Making these links requires you to recall knowledge of the
bio scientific principles underlying the case.
c)Process the information by careful analyses identifying
normal from abnormal. Discriminate by narrowing down to tell us what are the most important and relevant cues to Mrs Amari at this time(the current situation). Relate the cues collected to tell us which cues can be clustered together and connect the dots to inform us that Mrs Amari is having a deterioration.
Next infer- think about the cues collected and consider what Mrs Amari is experiencing.
These questions are not allocated any marks towards the clinical reasoning report. They are guiding questions to assist with
knowledge recall in preparation to write the clinical reasoning report.
1.What causes a TIA and what is the natural progression of a TIA?
2.Explain how a TIA differs from a cerebrovascular accident (stroke, brain attack, CVA)?
3.Discuss the defining characteristics of a transient ischemic attack(TIA).
4.How does Mrs. Amaris case fit the profile of the typical client with a TIA?
5. Mrs. Amari has hypertension and hypercholesterolemia. Think about why this is a concern.

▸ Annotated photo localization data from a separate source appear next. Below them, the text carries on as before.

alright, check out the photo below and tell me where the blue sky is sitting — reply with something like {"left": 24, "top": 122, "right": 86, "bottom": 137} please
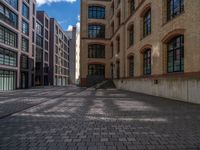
{"left": 36, "top": 0, "right": 80, "bottom": 31}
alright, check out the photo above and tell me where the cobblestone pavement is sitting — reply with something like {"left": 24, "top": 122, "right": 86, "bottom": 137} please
{"left": 0, "top": 86, "right": 200, "bottom": 150}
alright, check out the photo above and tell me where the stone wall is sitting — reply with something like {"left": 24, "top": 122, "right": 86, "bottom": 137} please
{"left": 114, "top": 78, "right": 200, "bottom": 104}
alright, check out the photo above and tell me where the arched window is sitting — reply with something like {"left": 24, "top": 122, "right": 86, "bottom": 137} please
{"left": 88, "top": 24, "right": 105, "bottom": 38}
{"left": 128, "top": 56, "right": 134, "bottom": 77}
{"left": 143, "top": 9, "right": 151, "bottom": 37}
{"left": 167, "top": 35, "right": 184, "bottom": 73}
{"left": 88, "top": 6, "right": 105, "bottom": 19}
{"left": 167, "top": 0, "right": 184, "bottom": 21}
{"left": 143, "top": 49, "right": 151, "bottom": 75}
{"left": 88, "top": 44, "right": 105, "bottom": 58}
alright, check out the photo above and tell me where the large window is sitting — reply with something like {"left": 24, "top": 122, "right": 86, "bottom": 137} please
{"left": 0, "top": 25, "right": 17, "bottom": 48}
{"left": 88, "top": 6, "right": 105, "bottom": 19}
{"left": 0, "top": 70, "right": 16, "bottom": 91}
{"left": 4, "top": 0, "right": 18, "bottom": 10}
{"left": 88, "top": 64, "right": 105, "bottom": 76}
{"left": 22, "top": 37, "right": 29, "bottom": 52}
{"left": 0, "top": 47, "right": 17, "bottom": 67}
{"left": 88, "top": 24, "right": 105, "bottom": 38}
{"left": 143, "top": 10, "right": 151, "bottom": 37}
{"left": 128, "top": 56, "right": 134, "bottom": 77}
{"left": 116, "top": 36, "right": 120, "bottom": 53}
{"left": 167, "top": 0, "right": 184, "bottom": 21}
{"left": 36, "top": 35, "right": 43, "bottom": 48}
{"left": 0, "top": 3, "right": 18, "bottom": 28}
{"left": 88, "top": 44, "right": 105, "bottom": 58}
{"left": 22, "top": 20, "right": 29, "bottom": 35}
{"left": 143, "top": 49, "right": 151, "bottom": 75}
{"left": 22, "top": 3, "right": 29, "bottom": 19}
{"left": 167, "top": 35, "right": 184, "bottom": 73}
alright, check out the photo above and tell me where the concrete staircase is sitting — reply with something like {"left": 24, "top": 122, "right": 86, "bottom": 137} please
{"left": 93, "top": 80, "right": 116, "bottom": 89}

6. Identify Mrs Amaris predisposing risk factors for a TIA and possible stroke. Which factors can she change and which factors are beyond her control?
What can she do to change her risk factors?
7. A nurse reports she hears a carotid bruit on physical assessment. What is a bruit and why is this of concern to the nurse?
8.What assessments are normally carried out on a patient with a changed neurological health status?